Taiwan's Plan to Buy F16C/D Suspended by U.S. President
(Source: Taiwan government news; issued Oct. 2, 2006)
TAIPEI --- Taiwan's plan to buy 66 F16C/D jet fighters from the United States has been suspended by President George W. Bush, Minister of National Defense Lee Jye said Monday.

In a report to the Legislative Yuan's National Defense Committee, Lee said the U.S. stance is that until a long-stalled arms purchase package clears the legislature, it does not see Taiwan as having a consistent military procurement plan.

Lee was referring to a package of six Patriot PAC-3 anti-missile batteries, a squadron of 12 anti-submarine P-3C aircraft and eight diesel-electric submarines, which has been blocked by the opposition-dominated legislature for more than two years. Lee noted that U.S. officials in charge of military purchase had promised to sell the F16C/D aircraft.

The American Institute in Taiwan, the quasi-official organization authorized by the U.S. to handle ties with Taiwan in the absence of diplomatic ties, had also agreed to offer quoting price to various allies to the island for reference. However, Taiwan has received no response since late August.

But Lee said he believes that if the three-item arms procurement project clears the legislature, the F16 fighter procurement will also be revived.

The ministry is hoping to buy the F16C/Ds to replace the Air Force's F5E and F5F aircraft, which are being phased out over the next few years.

According to media reports, even if Taiwan is permitted to buy the F16C/Ds, they will not be delivered until 2011. By that time, Taiwan's self-developed IDFs will have been in service for nearly 20 years and the F16A/Bs purchased from the U.S. will have been in service for more than 15 years.

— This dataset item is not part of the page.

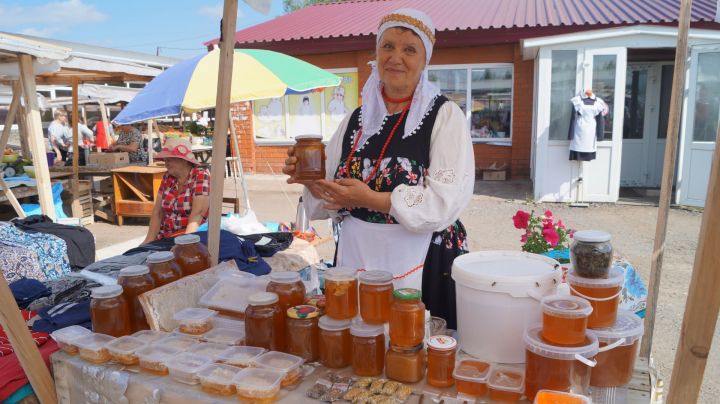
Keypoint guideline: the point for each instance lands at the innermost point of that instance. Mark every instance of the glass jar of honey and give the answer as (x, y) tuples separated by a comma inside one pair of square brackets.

Meanwhile, the ministry's plan to buy eight to 12 SEAL delivery vehicles (SDVs) from the United Arab Emirates has been aborted, Lee said. Lee said that the purchase of the SDVs -- a type of mini submarine -- was suspended after news of the intended purchase was leaked.

Lee denied reports that the military has asked some government agencies to pay a deposit of between US$4 million and US$5 million for the mini subs, claiming that "we haven't paid anything, not even one cent."